Two Hundred Twenty Six: The Generations

“Each generation imagines itself to be more intelligent than the one that went before it, and wiser than the one that comes after it.”  – George Orwell

Friday, August 15th

I remember as a child telling my brother – I six and he fifteen – that I was smarter than him. And I really believed it. I’m sure I had moments growing up where I felt that my knowledge and experience was more relevant than my parents’. How connected could they be when they were working day-in and day-out, grumbling about the price of groceries, and lacking a passion to make a real difference in the world? They didn’t understand what my generation was going through, and there certainly was a disconnect between us even though we got along fine.

Payback’s double, right? Now I have two children entering interesting and perplexing developmental stages. My six-year-old knows she can say “no” and uses that power liberally; she has agency and she isn’t afraid to use it. My four-year-old watches his sister for cues on how to act and what to say. I know the only way through this is with patience, love, and more patience. It seems unfathomable that repeating myself endlessly will actually make headway with these little ones.
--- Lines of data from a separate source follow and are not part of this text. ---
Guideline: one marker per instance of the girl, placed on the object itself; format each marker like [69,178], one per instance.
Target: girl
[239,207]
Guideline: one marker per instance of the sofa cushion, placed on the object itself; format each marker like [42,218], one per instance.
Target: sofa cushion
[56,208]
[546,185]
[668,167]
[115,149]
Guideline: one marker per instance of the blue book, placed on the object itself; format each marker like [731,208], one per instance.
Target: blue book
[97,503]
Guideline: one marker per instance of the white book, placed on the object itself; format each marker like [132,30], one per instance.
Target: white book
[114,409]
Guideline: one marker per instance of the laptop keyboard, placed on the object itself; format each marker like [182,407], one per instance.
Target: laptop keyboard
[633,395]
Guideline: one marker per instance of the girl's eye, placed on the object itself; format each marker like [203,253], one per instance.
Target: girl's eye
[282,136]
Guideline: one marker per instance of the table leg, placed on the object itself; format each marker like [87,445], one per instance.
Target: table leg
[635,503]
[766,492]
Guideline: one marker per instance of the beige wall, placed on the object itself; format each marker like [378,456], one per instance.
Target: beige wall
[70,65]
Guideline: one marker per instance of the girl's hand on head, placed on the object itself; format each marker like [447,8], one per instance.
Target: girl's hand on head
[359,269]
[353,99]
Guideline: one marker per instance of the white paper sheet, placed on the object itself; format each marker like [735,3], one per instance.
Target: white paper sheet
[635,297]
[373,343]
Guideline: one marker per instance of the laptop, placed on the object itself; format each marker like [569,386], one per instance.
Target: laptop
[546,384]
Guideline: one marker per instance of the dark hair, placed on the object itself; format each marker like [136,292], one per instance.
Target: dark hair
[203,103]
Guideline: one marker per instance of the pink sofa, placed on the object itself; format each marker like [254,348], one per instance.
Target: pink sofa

In some beautiful way, it is the passing of the baton. We are in the relay of life and as I take on a different pace I see my children starting to catch up to me. Running. Sometimes stomping. One day I’ll feel a breeze and won’t know quite what it was until I look ahead and see that they’ve passed me and leaped over to a new track entirely.

I give thanks for these flawed days of muddling through it all together.

When all is said and done, what brings the most meaning to your day?